James planted his hands on the table and looked around at them. “If our so-called leader were truly one of us, we would not have met with our recent bitter failure. Look at the priceless opportunity he let slip through our fingers.
“Napoleon’s empire gave us our greatest opportunity since Charlemagne to bring all the peoples of Europe together as one. Think of the chance that is gone. One language, one currency, no more wars, no more hunger. Who can say? In time, we might have extended our rule across the Mediterranean to overtake the Ottoman Empire, and across the water, as well, to the Americas.
“For decades we worked, spent untold fortunes inserting our loyal believers into every royal court,
patiently, carefully, waiting for our moment. And then it came. In the person of the brilliant Napoleon Bonaparte, that muse of fire, a perfect tool wrought for us by the hands of the gods.
“We were useful to him, but he was even more useful to us without even knowing it. We just let him keep on conquering countries, aiding him where we could, and kept on putting our people into high places throughout his ever-growing empire. He had no son. That meant we only had to wait for him to die. Then all that he had built, the whole globe, perhaps, would have fallen naturally, easily into our hands like a ripe plum.
“What step did we overlook?” James asked them in cold anger. “Nothing. What price did we shrink to pay to bring about our vision on earth? We gave our all, down to the last drop of blood of that which was most precious to us. We were so close! But it all crumbled. Why? Why, I ask you?” he demanded.
“Eh, because of the Order,” the Frenchman murmured.
“No. It would be nice to think so,” James shot back, “but the fault, I’m afraid, lies closer to home. The enemy could not have vanquished us if we had not chosen a leader who makes a mockery of the gods. This feckless fool Malcolm threw away the chance to establish our dream of a new order in the world merely to fulfill his own greed.”
“These are dangerous words, James,” Septimus warned fondly.
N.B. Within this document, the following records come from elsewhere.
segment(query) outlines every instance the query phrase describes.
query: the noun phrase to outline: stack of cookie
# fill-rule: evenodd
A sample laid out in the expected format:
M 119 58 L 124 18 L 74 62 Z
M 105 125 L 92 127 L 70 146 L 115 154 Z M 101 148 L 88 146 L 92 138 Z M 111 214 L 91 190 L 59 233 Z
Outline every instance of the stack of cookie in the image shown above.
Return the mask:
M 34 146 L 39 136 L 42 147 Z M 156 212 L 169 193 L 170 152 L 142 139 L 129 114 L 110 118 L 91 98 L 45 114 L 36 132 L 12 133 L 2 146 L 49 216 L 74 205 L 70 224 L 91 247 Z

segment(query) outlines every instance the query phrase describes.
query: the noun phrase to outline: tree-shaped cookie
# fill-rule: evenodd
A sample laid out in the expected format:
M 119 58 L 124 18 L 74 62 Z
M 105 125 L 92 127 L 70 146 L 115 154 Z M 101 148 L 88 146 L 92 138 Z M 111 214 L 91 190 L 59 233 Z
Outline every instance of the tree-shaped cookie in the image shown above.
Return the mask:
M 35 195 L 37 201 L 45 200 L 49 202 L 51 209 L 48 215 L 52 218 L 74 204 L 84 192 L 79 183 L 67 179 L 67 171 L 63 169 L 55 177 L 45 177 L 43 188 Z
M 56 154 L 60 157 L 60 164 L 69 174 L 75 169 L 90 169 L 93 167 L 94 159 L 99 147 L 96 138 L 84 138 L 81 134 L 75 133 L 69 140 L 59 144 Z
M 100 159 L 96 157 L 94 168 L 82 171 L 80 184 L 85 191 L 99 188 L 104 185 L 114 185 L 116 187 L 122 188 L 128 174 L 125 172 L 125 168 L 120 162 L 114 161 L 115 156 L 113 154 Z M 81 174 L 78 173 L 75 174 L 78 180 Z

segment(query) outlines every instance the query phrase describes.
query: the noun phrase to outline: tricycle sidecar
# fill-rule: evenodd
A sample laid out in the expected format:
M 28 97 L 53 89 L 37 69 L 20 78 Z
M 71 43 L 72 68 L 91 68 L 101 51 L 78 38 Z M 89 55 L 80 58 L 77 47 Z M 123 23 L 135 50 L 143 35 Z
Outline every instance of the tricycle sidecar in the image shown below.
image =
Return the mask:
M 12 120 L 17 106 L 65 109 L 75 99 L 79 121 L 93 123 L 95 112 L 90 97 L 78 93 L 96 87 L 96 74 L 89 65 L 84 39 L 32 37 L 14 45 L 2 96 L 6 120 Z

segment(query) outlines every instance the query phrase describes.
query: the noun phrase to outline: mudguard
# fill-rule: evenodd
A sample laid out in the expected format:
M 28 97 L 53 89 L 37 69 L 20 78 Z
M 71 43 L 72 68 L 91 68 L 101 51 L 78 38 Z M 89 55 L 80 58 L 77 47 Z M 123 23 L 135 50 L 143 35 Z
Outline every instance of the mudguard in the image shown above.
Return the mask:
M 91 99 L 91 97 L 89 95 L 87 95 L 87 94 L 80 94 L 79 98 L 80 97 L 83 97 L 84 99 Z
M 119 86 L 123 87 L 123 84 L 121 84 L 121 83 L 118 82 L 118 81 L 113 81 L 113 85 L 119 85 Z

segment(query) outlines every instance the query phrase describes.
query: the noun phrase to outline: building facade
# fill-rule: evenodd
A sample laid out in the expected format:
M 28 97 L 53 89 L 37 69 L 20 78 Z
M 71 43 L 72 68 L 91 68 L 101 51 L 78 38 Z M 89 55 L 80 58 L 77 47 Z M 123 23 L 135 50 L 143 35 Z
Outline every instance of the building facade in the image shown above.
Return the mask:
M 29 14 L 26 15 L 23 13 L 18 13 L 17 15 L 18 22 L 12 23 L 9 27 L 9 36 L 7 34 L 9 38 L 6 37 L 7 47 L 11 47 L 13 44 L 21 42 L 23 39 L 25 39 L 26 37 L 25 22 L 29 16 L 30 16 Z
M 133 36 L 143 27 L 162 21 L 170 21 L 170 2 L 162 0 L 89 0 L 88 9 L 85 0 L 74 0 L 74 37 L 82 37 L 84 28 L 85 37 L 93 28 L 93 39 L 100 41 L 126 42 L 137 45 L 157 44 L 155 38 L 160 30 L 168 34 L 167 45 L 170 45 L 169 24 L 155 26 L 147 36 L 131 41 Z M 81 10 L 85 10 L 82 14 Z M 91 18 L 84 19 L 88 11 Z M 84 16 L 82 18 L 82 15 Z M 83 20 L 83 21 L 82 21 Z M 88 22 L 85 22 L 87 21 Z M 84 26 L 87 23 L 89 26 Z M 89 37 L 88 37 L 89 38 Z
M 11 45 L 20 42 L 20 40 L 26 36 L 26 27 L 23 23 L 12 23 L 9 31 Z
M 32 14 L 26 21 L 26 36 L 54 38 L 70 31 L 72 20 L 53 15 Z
“Yet I must speak them, if our brotherhood is ever to rise again. These are the facts. Napoleon is fallen. Our chance is lost. It will not come again in our lifetimes, perhaps not for a century or more—and the fault must be laid at Malcolm’s feet. But still he remains as head of the Council? How can this be?”
They were silent, mulling his points.
James shook his head. “I can no longer be silent. Not after all the blood we shed, the risks we took. The sacrifices that every one of us made,” he reminded them bitterly as he scanned their faces.
The Promethean leaders dropped their gazes, lowering their heads with pained expressions as James gazed at each one.
“We gave as Malcolm never did. You know what my words signify,” he added darkly. “No wonder it all came to naught. Our very leader refused the gods their sacrifice. We parted with what we loved and watched Niall grow up from a spoiled boy into a dangerous and ill-tempered man.